I closed my eyes against this information and called back the piano concerto. To my relief, the balanced blend of piano and orchestra came to mind, and I mentally wrote the first eight bars on music sheets. When I opened my eyes, my hands were fisted in my short hair. I let go and pulled the sheet back up to cover my bare chest. “We were drugged.”

“That is also the conclusion I had come to. What I don’t understand is why? And who? And why here? God, I have too many unanswered questions and I still have a hell of a headache.”

“Are you sure it’s been three days?”

He nodded and immediately winced.
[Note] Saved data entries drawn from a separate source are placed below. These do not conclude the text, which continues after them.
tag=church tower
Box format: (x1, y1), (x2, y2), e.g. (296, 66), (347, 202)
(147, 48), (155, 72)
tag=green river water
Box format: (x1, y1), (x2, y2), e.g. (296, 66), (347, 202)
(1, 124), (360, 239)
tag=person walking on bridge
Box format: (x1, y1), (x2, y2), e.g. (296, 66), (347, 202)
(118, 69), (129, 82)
If his headache equalled mine, any movement should be attempted with great care.

“That means whoever drugged us had to keep on drugging us.” Fear of the unknown things that were done to us tightened my throat. I had an unfortunate knowledge of medication that could result in the loss of consciousness. And the loss of memory. My parents had often agreed to prescriptions in the hope of curbing my disorder.
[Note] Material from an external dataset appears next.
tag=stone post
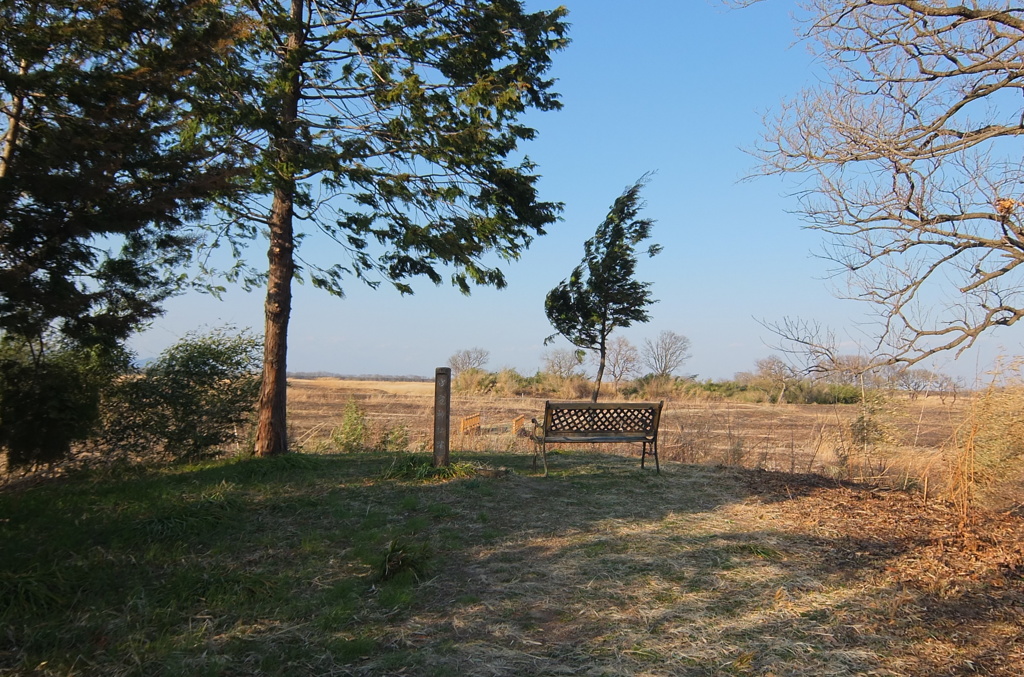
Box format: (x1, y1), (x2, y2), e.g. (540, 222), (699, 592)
(432, 367), (451, 467)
“They had full access to this place. Jenny, I swear to God I had the best alarm system installed here. It is a complex system that is still fully functional. I checked it while you were sleeping.” His expression changed to deeper concern. He swallowed twice. “I think we were given the date-rape drug.”

“A benzodiazepine?’ Dismay flooded me. This was what I had suspected, but hearing it made it real and terrifying.

“If that is the date-rape drug, then yes.”

“That would explain the anterograde amnesia.” In my case, memory loss was the only side-effect that could remotely be considered beneficial. My experience with benzodiazepines had not been positive at all. I was in the one percent of paradoxical patients who experienced the opposite effects to the intended purpose of these drugs. The general public did not know their treatment value beyond Rohypnol, famed for its use at parties.